By: David Wood
Directed by: Angus Jackson
Venue: Chichester Festival Theatre
Date: Friday 4th February 2011
This was a sweet little story, with a surprising amount of darkness, and unusual in that it clearly worked for audience members of all ages. I hadn’t read the original book, nor seen the TV version (Steve had), so I came to this completely fresh. I enjoyed it more than I expected, and although this was early in the run (it starts at Chichester and then goes on tour), I felt that they’d got up to a good standard already, no mean feat given that there are three teams of children to cover the tour dates.
The play tells the story of young William, who is evacuated prior to the outbreak of WWII, along with many other London children. He’s billeted on an old curmudgeon called Tom Oakley (as William’s surname is Beech, I thought they were well matched). [Actually, it’s Beach, so not such a good match except sound-wise] Naturally, the child overcomes his difficulties which were due to the abuse he’s suffered from his mother, while the old man learns to open his heart again after many years mourning his lost wife and baby. In other hands, this could be sentimental schmaltz, but here it’s a moving tale, with many ups and downs, and a real feeling of the community that William ends up being part of. About the only thing missing was the grown-up William as narrator, and possibly all the better for that. There was a good balance between the two stories, with neither of the main characters dominating, and good support from everyone else, especially Sammy the dog.
Now, they say never work with children or animals.

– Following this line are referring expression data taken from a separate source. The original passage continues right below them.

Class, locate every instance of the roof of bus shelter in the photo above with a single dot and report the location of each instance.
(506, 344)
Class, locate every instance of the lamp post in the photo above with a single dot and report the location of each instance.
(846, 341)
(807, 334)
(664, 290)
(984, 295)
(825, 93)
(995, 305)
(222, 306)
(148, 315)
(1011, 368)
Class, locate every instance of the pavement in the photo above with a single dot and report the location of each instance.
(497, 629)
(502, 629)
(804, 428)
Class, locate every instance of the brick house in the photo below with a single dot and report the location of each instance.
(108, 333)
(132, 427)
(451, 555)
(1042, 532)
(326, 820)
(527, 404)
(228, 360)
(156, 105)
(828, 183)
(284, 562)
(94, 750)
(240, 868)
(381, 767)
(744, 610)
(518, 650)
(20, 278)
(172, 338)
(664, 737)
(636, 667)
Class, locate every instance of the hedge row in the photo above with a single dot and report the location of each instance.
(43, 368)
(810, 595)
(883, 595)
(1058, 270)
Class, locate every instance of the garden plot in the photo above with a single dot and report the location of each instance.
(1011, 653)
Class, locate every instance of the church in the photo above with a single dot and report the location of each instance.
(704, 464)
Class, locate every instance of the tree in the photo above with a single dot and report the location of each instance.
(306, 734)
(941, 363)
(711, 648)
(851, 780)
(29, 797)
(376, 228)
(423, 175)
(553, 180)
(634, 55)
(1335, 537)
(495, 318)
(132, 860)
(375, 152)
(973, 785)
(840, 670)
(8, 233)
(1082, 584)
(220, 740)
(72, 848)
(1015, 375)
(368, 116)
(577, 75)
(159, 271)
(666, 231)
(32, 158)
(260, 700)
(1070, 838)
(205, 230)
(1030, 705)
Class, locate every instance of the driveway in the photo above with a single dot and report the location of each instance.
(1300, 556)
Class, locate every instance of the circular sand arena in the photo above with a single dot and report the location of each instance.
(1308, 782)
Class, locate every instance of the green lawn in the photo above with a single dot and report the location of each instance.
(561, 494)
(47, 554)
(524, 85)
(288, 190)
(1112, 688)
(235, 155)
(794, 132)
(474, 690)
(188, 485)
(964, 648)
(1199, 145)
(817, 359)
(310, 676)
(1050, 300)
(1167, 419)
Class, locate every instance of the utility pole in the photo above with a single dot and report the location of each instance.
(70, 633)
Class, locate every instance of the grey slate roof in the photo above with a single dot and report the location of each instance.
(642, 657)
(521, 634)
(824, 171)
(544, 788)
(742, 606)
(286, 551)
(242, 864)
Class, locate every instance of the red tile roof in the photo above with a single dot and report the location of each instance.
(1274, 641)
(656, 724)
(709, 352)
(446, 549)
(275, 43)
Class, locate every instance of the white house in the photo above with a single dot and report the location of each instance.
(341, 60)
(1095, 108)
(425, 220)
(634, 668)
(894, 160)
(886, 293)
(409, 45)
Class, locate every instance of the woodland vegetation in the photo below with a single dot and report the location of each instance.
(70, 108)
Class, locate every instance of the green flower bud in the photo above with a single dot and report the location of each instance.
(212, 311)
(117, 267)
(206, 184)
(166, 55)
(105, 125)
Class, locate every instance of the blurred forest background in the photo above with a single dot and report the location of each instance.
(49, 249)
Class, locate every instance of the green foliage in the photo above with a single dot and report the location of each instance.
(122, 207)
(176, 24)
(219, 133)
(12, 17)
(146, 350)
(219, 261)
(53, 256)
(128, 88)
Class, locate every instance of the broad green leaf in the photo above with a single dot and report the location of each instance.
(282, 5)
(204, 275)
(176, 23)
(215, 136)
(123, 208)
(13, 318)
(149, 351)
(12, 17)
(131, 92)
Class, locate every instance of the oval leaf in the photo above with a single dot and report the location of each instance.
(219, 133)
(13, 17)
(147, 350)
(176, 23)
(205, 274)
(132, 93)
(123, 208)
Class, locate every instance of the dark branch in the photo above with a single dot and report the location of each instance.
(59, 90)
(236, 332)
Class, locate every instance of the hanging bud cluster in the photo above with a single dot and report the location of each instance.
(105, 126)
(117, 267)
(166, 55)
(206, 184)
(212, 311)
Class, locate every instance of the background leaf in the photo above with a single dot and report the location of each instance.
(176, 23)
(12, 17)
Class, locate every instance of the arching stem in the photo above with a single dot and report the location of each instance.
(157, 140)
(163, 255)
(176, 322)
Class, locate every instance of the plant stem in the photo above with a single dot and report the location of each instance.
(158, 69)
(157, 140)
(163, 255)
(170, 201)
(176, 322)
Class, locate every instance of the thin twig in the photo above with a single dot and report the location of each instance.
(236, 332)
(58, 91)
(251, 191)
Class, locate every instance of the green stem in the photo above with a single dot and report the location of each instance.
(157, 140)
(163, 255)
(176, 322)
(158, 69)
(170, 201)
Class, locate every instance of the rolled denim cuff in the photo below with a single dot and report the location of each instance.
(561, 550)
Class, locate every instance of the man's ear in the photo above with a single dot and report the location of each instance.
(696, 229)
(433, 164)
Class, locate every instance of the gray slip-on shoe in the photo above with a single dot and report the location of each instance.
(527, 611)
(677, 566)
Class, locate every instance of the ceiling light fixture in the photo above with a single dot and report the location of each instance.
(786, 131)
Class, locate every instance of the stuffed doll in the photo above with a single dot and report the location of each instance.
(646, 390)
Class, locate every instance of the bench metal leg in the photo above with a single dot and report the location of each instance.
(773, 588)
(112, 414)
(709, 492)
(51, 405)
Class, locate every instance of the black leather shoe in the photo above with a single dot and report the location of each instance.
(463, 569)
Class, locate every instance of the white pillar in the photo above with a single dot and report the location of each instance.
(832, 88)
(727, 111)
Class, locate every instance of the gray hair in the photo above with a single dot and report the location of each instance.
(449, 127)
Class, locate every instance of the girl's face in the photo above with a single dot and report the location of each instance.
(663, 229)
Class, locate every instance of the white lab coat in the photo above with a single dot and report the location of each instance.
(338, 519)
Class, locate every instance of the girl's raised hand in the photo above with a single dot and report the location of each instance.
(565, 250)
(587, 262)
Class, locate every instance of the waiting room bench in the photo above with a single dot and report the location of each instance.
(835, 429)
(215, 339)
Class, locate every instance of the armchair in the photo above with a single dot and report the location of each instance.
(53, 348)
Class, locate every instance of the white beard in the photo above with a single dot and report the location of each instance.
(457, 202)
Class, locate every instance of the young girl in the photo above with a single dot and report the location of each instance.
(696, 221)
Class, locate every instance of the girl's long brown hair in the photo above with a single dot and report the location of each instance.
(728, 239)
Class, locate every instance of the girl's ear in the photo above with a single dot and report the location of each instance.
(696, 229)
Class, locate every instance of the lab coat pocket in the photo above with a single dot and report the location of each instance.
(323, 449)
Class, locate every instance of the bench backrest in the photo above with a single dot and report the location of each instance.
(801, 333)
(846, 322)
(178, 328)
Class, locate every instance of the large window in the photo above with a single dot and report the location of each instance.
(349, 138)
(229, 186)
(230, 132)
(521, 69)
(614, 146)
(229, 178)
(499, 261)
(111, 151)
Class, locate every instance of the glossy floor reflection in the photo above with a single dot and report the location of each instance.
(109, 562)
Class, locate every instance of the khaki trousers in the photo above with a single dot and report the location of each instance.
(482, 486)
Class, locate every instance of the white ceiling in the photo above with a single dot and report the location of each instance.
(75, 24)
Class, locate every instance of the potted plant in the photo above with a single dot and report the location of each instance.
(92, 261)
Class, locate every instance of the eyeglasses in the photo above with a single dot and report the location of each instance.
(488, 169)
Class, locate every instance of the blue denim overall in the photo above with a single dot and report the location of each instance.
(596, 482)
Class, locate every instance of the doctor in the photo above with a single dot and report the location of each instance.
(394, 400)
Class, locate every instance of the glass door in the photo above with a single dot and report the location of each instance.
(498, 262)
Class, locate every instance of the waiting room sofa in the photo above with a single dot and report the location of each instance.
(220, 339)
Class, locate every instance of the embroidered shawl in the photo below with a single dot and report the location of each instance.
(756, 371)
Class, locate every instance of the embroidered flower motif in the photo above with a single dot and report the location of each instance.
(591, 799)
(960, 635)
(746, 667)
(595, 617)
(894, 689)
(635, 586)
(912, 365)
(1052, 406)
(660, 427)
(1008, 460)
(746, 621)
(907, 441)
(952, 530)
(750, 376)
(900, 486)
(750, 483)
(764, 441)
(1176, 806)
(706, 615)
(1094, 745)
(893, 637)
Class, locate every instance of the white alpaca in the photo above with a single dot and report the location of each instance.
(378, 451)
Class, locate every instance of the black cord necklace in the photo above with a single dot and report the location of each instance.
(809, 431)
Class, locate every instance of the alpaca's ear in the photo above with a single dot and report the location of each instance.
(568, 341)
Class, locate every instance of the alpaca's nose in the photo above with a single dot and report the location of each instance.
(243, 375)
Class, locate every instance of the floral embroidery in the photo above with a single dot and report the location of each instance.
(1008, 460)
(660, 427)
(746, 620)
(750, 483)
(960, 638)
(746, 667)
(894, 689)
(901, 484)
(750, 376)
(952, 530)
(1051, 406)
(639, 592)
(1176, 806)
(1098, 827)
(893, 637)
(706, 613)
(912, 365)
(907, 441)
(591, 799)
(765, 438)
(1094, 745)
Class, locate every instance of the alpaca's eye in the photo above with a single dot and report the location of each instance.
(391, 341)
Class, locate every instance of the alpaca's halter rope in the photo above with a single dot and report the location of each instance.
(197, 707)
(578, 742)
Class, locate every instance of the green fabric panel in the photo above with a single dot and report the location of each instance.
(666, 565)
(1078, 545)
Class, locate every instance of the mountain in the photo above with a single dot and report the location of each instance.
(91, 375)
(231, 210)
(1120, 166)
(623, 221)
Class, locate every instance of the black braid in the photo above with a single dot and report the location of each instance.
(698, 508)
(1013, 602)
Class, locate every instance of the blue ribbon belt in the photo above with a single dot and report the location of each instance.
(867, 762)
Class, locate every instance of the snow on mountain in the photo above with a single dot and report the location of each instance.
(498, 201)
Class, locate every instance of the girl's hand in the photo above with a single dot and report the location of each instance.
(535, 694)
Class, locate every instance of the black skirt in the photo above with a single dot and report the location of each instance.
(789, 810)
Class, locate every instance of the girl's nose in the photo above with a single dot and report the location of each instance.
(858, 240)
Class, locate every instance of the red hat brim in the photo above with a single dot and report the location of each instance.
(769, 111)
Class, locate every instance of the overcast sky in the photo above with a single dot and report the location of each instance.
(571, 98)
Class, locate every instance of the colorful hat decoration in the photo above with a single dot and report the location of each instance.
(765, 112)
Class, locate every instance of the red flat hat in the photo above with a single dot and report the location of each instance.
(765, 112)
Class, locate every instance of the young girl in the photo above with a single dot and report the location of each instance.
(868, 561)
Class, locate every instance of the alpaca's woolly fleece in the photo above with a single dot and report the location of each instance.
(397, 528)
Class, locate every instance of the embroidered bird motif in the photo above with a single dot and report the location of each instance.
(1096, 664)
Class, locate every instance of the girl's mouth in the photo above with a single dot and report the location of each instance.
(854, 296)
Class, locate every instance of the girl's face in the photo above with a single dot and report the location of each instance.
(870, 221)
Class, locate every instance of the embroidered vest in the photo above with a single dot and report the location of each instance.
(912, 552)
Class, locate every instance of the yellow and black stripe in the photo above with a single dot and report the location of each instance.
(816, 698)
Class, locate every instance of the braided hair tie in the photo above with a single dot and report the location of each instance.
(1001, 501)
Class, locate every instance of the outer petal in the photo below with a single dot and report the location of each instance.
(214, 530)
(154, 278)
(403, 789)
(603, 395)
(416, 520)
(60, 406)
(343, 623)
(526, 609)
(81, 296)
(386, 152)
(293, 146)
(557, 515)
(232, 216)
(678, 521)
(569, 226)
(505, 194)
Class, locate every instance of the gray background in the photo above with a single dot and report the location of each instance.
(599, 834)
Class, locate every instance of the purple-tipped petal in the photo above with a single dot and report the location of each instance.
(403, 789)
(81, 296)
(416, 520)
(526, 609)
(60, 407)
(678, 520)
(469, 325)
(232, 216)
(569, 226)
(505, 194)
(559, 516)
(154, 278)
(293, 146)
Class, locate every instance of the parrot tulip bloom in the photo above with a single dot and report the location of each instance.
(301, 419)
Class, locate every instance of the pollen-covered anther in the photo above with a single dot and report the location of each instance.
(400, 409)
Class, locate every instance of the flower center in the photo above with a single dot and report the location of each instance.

We’ve also seen that puppets can be a problem as well. So when we get animal puppets within a few minutes, we know we’re in for a good time, while the actors…… Well, the actors will just have to accept they’re being permanently upstaged. At the post show, Angus Jackson told us that he’d made a similar comment to Oliver Ford Davies during rehearsal, to the effect that he needn’t worry about how he said a particular line as there would be a dog on stage at that point, so no one would be listening to him.
Sammy was lovely. Laura Cubitt, who ‘played’ Sammy, was remarkable, even getting the dog to breathe while he was sitting or lying down, waiting for the next bit of action. In the post-show, she was asked if she’d done any ballet training, and she had, but even so, she found herself getting stiff sometimes with the awkward positions, so Sammy occasionally moved around a bit, sniffing things, to give her a break.
The set worked pretty well, although I felt it was one area which may improve with practice. There are a lot of changes, and occasionally the pace slowed a little too much for me in the first half, although the second half worked much better. The platform in the middle of the stage which served as just about everything from a train platform to a stage to Mr Tom’s house to a shop to everywhere else in the country, rose up reveal the dingy, grimy flat where William’s mother lives, and to which William returns, reluctantly, to find he has a baby sister. His mother is clearly a nutter – she’s obsessive about denying William any fun, and has rules forbidding any sort of normal life, although as she’s produced another baby she’s clearly a hypocrite where sex is concerned. She ties William up under the eaves and leaves him with the baby cradled in his arms, and when Mr Tom finds them (he’s come to London because he’s worried about not hearing anything from William for weeks), the baby is dead.
William ends up in hospital, and because his mother can’t be found, the authorities are about to send him to a special nursing home where he can be tortured by psychiatrists instead. Mr Tom helps him escape, and takes him back to Dorset, where eventually he adopts William as his own son. All looks good for the lad, until his best friend, ????, also returns to London when his father dies, and gets killed by a bomb. It’s a tough time for William, and for us, but overall, we manage to get through it with the help of Mr Tom and Sammy (especially Sammy).
This was a very good production, and I hope they have a great time on tour. I wouldn’t mind seeing it again if it comes back this way.